In unserer westlichen Gesellschaft gilt allerdings der exakte Stundenschlag. Wir messen die Zeit – und die Zeit misst uns. Wir lassen uns von der Zeit stressen und haben das Gefühl, sie zerrinne uns zwischen den Fingern. Wir wissen im Letzten, dass unsere Zeit läuft und uns jede Sekunde dem Tod näher bringt. Leben wir dabei nicht so, als hätten wir die Zeit im Griff? Als stünde sie unendlich zur Verfügung?
Gefüllter Augenblick
Auch für die Benediktsregel läuft die Zeit. Mit diesem Gedanken will uns der heilige Benedikt (+ 547) allerdings nicht stressen. Vielmehr fordert er uns auf, unsere Lebenszeit gut zu nützen, wenn er sagt: "Noch ist Zeit, noch sind wir in diesem Leib, noch lässt das Licht des Lebens uns Zeit, all das zu erfüllen. Jetzt müssen wir laufen und tun, was uns für die Ewigkeit nützt" (RB Prol 43f.). Für die Benediktsregel ist die Zeit eine Gelegenheit, sich für deren Vollendung vorzubereiten. Unsere Lebenszeit ist darum relativ: Sie bezieht sich auf eine größere Zeit, die Regel nennt sie "Ewigkeit".

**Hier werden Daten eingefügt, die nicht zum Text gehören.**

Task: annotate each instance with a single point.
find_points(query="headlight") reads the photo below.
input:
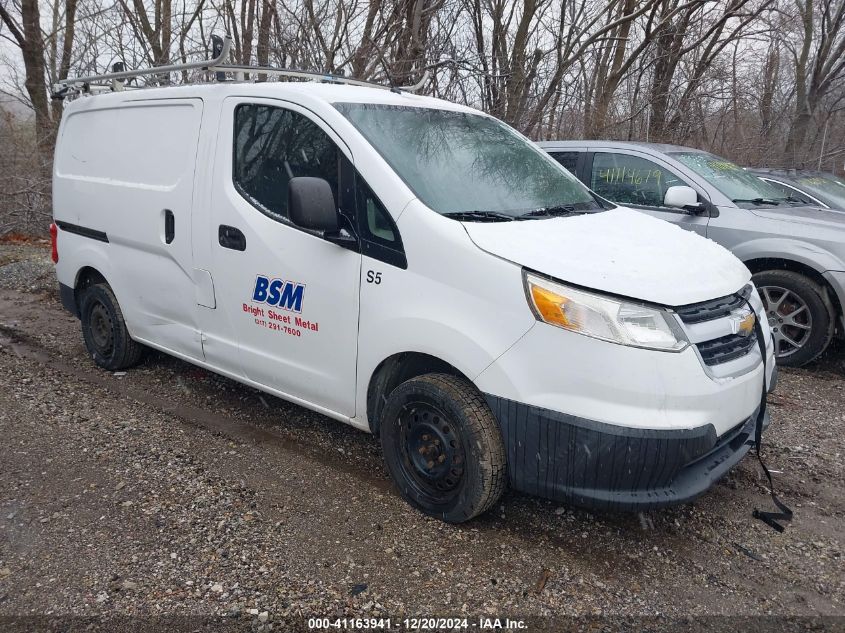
(602, 317)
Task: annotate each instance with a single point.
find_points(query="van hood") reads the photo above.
(622, 252)
(813, 216)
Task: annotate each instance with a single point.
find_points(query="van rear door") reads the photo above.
(285, 296)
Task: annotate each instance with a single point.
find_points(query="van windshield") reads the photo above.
(824, 185)
(742, 187)
(467, 165)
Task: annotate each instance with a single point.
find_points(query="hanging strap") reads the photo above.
(769, 518)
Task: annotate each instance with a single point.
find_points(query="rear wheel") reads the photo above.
(443, 447)
(802, 323)
(104, 329)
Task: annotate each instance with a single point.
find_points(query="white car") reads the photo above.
(416, 269)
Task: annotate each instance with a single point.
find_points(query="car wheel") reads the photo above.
(443, 447)
(802, 323)
(104, 329)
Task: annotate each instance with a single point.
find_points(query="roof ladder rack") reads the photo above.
(221, 46)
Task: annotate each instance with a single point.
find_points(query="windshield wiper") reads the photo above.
(479, 216)
(756, 201)
(549, 212)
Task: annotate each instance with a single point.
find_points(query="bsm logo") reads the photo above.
(276, 292)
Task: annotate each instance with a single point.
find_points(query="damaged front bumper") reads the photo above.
(602, 466)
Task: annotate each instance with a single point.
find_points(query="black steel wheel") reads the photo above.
(104, 329)
(443, 447)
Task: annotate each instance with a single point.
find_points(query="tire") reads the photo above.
(104, 329)
(443, 447)
(797, 313)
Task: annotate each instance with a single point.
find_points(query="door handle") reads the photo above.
(230, 237)
(169, 226)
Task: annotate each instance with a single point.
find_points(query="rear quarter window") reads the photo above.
(145, 145)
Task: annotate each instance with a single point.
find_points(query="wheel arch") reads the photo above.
(829, 296)
(396, 369)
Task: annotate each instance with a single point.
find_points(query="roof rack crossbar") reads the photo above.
(307, 74)
(216, 65)
(155, 70)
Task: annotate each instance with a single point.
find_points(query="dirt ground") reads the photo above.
(170, 491)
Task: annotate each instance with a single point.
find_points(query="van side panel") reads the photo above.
(126, 169)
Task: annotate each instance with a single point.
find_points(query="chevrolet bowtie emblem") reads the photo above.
(743, 324)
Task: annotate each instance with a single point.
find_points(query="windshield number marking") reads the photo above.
(623, 175)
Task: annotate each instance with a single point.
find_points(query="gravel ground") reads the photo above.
(168, 490)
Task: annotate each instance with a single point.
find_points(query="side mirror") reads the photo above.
(311, 204)
(681, 197)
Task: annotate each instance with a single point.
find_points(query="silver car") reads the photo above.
(795, 251)
(813, 188)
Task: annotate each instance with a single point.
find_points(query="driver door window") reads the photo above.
(273, 145)
(631, 180)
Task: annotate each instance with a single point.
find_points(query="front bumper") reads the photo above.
(604, 466)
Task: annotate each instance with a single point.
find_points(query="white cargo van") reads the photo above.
(416, 269)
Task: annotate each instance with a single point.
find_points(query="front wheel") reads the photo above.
(802, 323)
(443, 447)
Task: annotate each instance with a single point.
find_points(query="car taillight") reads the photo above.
(54, 232)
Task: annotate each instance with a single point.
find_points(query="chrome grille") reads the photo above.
(715, 308)
(726, 348)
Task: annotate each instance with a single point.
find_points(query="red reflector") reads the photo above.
(54, 232)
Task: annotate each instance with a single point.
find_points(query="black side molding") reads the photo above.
(68, 297)
(84, 231)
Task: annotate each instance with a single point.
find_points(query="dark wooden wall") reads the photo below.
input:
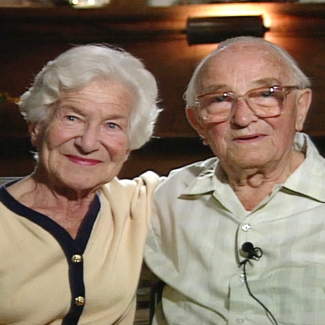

In seinem Gedicht "Vermächtnis" kommt Johann Wolfgang von Goethe (1749–1832) ebenfalls auf die Ewigkeit zu sprechen, wo er schreibt:
"Genieße mäßig Füll und Segen,
Vernunft sei überall zugegen,
Wo Leben sich des Lebens freut.
Dann ist Vergangenheit beständig,
Das Künftige voraus lebendig,
Der Augenblick ist Ewigkeit."
Lese ich diese Zeilen richtig, ist für Goethe die wichtigste Zeit im Leben die Gegenwart, oder besser gesagt immer gerade jene Zeit, in welcher der Mensch das Leben mit Vernunft genießen und sich darüber freuen kann. Für Goethe war die Ewigkeit nichts, was nach dem Tode kommt, sondern jene Zeit, die aus der Vergangenheit lebt und offen für die Zukunft ist: ein gefüllter Augenblick.
Erfüllte Zeit
Schon das biblische Buch Kohelet sagt von der Ewigkeit: Gott hat die Ewigkeit in unser Herz gelegt (vgl. Koh 3,11). Auch dieser Prediger kennt also den Wunsch nach Ewigkeit in der Zeit. Welche Zeit hat Jesus Christus in unsere Herzen gelegt? Die erste Predigt Jesu, die uns überliefert ist, lautet: "Die Zeit ist erfüllt, das Reich Gottes ist nahe" (Mk 1,15). In Christus selbst ist das Reich Gottes gegenwärtig. Überall dort, wo seine gute Botschaft vom Leben Gottes für den Menschen vernommen wird, kann Gott, der Ewige, erfahren werden, dort, wo Heilung geschieht, dort, wo Menschen wieder leben, dort wo Versöhnung und Vertrauen wachsen können. Das ist für Christus eine erfüllte Zeit.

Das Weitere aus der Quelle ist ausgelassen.